La qualité d'une monnaie se mesurera, dès lors, à l'aune de son aptitude à
conserver sa valeur d'une période à l'autre et de sa capacité à inspirer
confiance à ses utilisateurs. Ce minimum de cohésion sociale et de
confiance, qui est au fondement même de toute monnaie, émane soit d'un
acte de foi (acceptation générale du numéraire par la communauté), soit
d'un édit des autorités qui l'établit comme cours légal dans un territoire
donné.
Dans le premier cas, la monnaie peut provenir soit d'une coutume
immémoriale, soit d'une convention émergeante ou librement négociée, ou
encore être le résultat d'une concurrence entre monnaies privées où une a
fini par s’imposer dans un vaste réseau d’échange.
Dans le second cas, la monnaie est la production d'un monopole d'État qui
impose le médium d'échange et tente de le contrôler. La puissance publique
tire profit de cette situation à divers échelons : la monnaie sert, à la fois, de
source d'unité symbolique du pays, de source de revenu pour l'État et de
moyen d'indépendance politique, le pays ayant sa propre devise.

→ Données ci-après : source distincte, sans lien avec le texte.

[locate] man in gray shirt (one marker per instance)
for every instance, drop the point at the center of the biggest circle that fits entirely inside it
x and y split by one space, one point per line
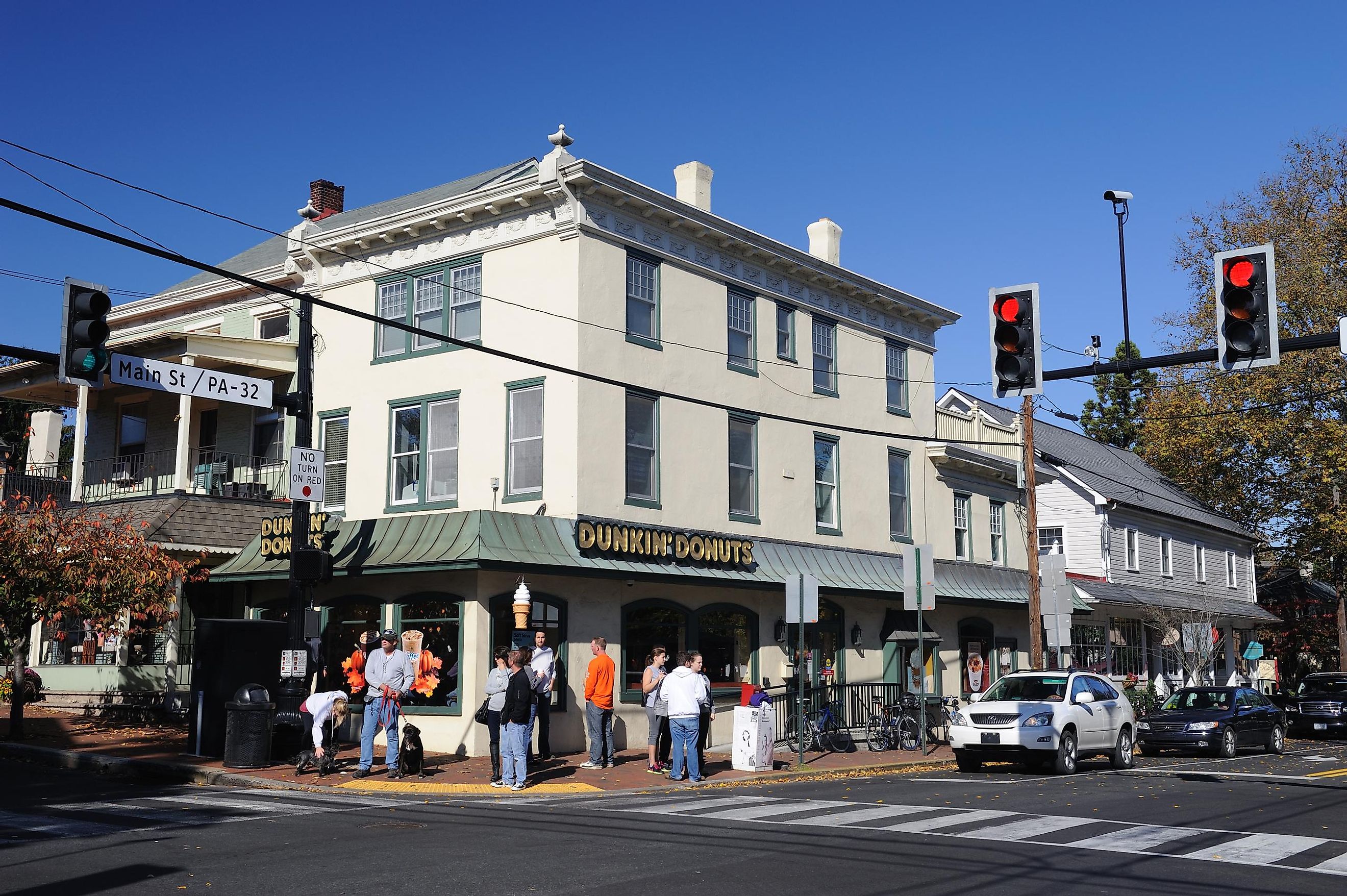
388 676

Georges Simmel met pour sa part en avant que si la monnaie ne doit rien
dans sa genèse, à l’Etat, un fonctionnement viable ne peut cependant être
garanti par celui-ci. C’est dans cette filiation que se situe l’approche
étatique de Knapp (1973)3 à laquelle fait référence J.M. Keynes dans le
« treatise on money ». Cette approche peut être résumée ainsi : « la monnaie
est une créature de la loi », c’est-à-dire du droit. En fait, selon Knapp, l’État
sélectionne et impose une forme-monnaie en choisissant une certaine unité
et en lui donnant une validité sur un territoire qui correspond à son espace
national. Ainsi, l’acceptation inconditionnelle de la monnaie par les individus
est garantie par l’État.
Il s’agit de dire que c'est l'autorité politique représentative qui, dans un
espace national donné, fait battre monnaie et lui donne cours légal, un
principe repris, après bien des vicissitudes, du droit romain.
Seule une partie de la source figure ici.